Once the men were granted the opportunity of leadership in the naval officer ranks, Goldberg explains, strict limitations were imposed on them. Their commission included no ceremony or celebration. They were initially barred from entering the officer’s club. For months they were limited to clerical, rather than sea, duties.
Throughout officer training, the men realized that the obstacles wouldn’t cease upon graduation. Nevertheless, they approached the challenge with poise and composure. “We were the foot in the door for the other blacks, and we were determined not to be the ones responsible for having the foot removed,” said Golden Thirteen member Samuel Barnes. Their efforts paid off: in 1971, just 27 years after commissioning the first black officers, the Navy had its first black admiral.
The lesson of The Golden Thirteen is the importance of commitment to achieving actionable justice. America didn’t secure civil rights through passive support of racial equality; overcoming injustice required a sense of responsibility from those who could make an impact. Eleanor Roosevelt empathized with the injustice inflicted on black Americans; the First Lady pressured her husband to integrate the armed forces. Lieutenant John Dille, Jr., a white officer, volunteered to train the men to become officers.

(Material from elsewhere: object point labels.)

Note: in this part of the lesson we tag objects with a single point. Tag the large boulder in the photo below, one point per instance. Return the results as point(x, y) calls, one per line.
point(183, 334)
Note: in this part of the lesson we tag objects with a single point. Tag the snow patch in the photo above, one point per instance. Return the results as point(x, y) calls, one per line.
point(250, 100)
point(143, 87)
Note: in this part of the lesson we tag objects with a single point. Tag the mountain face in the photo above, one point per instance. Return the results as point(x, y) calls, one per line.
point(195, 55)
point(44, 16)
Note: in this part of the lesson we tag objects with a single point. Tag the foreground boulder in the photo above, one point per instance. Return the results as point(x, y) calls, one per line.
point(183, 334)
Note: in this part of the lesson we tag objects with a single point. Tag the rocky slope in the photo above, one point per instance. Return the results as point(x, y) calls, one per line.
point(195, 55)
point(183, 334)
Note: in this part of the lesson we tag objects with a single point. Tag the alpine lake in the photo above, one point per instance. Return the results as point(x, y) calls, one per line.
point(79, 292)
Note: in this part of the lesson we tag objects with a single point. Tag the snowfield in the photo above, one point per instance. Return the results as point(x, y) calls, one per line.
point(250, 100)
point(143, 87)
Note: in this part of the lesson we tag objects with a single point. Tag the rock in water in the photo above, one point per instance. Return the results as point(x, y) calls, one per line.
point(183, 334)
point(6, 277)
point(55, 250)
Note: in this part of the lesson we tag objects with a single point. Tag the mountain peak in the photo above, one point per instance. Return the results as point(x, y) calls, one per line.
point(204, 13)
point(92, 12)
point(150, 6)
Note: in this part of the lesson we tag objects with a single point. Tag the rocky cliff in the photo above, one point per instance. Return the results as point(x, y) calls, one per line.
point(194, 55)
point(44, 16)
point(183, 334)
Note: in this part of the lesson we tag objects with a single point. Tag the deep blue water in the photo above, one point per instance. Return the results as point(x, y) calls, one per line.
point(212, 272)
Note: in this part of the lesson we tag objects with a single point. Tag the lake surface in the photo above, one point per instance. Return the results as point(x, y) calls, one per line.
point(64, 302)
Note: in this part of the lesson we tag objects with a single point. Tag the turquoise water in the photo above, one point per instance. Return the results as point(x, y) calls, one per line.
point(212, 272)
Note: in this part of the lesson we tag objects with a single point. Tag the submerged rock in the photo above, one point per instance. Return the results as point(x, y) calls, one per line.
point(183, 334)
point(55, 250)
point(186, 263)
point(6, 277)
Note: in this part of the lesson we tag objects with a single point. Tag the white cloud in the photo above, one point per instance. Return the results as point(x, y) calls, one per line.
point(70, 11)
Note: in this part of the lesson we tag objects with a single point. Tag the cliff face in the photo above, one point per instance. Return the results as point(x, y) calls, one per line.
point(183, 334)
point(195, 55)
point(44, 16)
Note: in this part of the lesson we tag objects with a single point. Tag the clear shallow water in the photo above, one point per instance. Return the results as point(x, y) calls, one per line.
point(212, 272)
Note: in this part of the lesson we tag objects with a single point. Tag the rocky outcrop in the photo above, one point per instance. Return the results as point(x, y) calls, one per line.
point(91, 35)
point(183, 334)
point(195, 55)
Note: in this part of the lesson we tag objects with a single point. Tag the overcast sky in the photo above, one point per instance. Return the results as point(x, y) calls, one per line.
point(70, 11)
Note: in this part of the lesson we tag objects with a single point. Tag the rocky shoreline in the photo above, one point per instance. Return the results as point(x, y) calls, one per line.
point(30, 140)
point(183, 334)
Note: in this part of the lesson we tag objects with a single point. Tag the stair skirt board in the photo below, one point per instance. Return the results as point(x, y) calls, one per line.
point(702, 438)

Dille was regarded by the Golden Thirteen as a morale booster, a mentor, and a friendly face when few were visible. Decades after World War II, Dille worked to have the training camp’s intake center dedicated to the Golden Thirteen as a tribute to their legacy for future generations of sailors.
Race continues to define American life today, as has become painfully clear recently. Unity will require a common understanding of goals and responsibilities. In this turbulent climate, The Golden Thirteen invites readers to reflect on how far we’ve come as a nation, while offering models of courage and excellence that remain highly relevant.